The contemporary business environment has been occupied with different approaches and methods for solving problems. The technological boom has led to information explosion, and organizations are facing the challenge of ever-increasing volumes of data in their data stores. In the past, it has been difficult for executives to have information about the performance of their businesses and its environment gathered together, say in an open book (Bazerman, Loewenstein and Moore). However, the trend has changed with the invention of new methods of analyzing data. Through quantitative techniques, business statistics and the ever-increasing information can easily be analyzed and packaged together in forms easily accessible to the managers. The executives are thus in a position to have critical data compiled and scrutinized in a way that it can easily be understood for informed decision-making. Every organization should thus embrace the concept as it forms such a critical factor for continued growth and an assurance for success.
With the quantitative models for analyzing organizational data, business decision making has taken a new path. Executives are only provided with only what is most relevant for their execution of duties. They thus no longer rely on the traditional formats where they used to be provided with a series of filed data, which could cost them a fortune while analyzing. The importance of the quantitative approach, facilitated with the aid of technological facilities, is justifiable under such a scenario.
To improve the quality of services and products among organizations, as well as increasing the workplace efficiency and promote easy assessment of the organizational growth, quantitative reasoning is crucial. The reasoning is a product of quantitatively analyzing organizational data and information (Emperitas). As such, quantitative data can be argued as an asset in uncovering the predictable patterns leveraged in the business decision-making process.
Quantitative data reflects the most accurate information to be used for future extrapolations of business trends. As such, the data is very vital in organizational decisions that will aid in shaping businesses for future success. The accuracy with quantitative data envisages uniformity in questioning customers, standardization of responses, having typical customers, and analyzing business data statistically using innovative data analysis tools. The information attained from the analysis is thus vital for individuals planning to put up new ventures, building inventories that meet increasing demands, or those offering intuitive rewards to their customers while minimizing the costs. As such, the value of quantitative data in an organization cannot be neglected.

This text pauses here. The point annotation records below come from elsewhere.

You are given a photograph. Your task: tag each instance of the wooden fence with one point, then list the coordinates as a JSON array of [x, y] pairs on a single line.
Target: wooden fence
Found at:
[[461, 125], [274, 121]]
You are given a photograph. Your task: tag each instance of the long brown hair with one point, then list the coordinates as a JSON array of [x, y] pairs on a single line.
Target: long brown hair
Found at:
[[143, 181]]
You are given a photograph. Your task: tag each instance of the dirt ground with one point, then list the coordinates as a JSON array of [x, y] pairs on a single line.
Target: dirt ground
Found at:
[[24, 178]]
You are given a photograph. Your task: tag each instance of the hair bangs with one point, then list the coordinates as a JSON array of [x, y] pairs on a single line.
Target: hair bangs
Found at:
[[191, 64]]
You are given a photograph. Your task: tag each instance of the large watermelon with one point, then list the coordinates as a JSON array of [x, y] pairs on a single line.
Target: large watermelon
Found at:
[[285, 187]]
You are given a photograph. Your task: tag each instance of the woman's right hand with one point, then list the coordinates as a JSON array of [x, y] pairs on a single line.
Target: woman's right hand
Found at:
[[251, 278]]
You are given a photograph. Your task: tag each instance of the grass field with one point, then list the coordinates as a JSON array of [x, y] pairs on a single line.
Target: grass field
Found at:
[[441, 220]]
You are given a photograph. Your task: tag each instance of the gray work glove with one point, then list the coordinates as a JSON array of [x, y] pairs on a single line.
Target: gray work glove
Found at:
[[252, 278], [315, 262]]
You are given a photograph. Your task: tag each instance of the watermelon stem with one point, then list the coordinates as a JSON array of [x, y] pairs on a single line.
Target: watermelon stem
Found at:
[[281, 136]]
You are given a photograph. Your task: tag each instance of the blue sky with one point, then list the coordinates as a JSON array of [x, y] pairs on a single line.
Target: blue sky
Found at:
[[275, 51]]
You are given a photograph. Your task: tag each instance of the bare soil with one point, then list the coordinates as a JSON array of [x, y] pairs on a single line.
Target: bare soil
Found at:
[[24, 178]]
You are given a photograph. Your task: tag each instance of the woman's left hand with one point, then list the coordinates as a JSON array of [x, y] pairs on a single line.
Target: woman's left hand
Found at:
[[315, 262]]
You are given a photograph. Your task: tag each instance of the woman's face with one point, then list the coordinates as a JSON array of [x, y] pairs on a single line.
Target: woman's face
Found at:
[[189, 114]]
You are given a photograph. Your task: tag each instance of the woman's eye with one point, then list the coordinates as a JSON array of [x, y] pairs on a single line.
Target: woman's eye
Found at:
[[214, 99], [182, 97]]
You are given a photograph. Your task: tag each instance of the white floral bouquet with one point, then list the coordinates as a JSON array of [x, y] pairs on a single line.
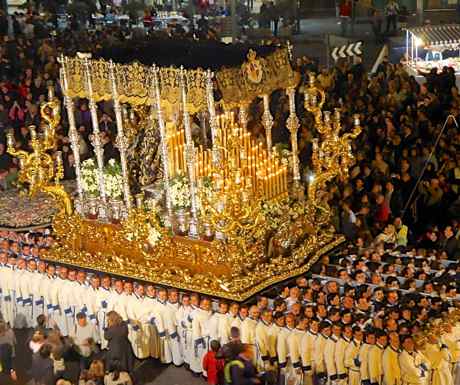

Finally, quantitative data can be an element of importance in addressing organizational accountability of members. It can been relied upon in uncovering cases of financial indignities within organizations and corporate entities. The signing into law of the Sarbanes-Oxley Act, which addressed corporate accountability, was an example of avenues where the value of quantitative data becomes resourceful (Etzioni). The Act represented federal enactments focusing on the culmination of financial scandals among accountants, thus promoting accountability and financial honesty in organizations. As such, the value of quantitative data in streamlining organizational management is portrayed.
Among other means through which quantitative data and methods can be used in solving organizational problems, the above highlighted facts form the basis. It is thus critical for any organization anticipating growth to embrace the use of quantitative data and methods to avoid throwing good money after bad.
Bazerman, MH, G Loewenstein, and DA Moore. ‘Why Good Accountants Do Bad Audits’. Harv Bus Rev. 80.11 (2002): 96-102. Print.
Emperitas, N. ‘Problem Solving – Quantitative Research – Emperitas’. N.p., 2015. Web. 25 Mar. 2015.
Etzioni, Amitai. ‘Humble Decision-Making Theory’. Public Management Review 16.5 (2014): 611-619. Web.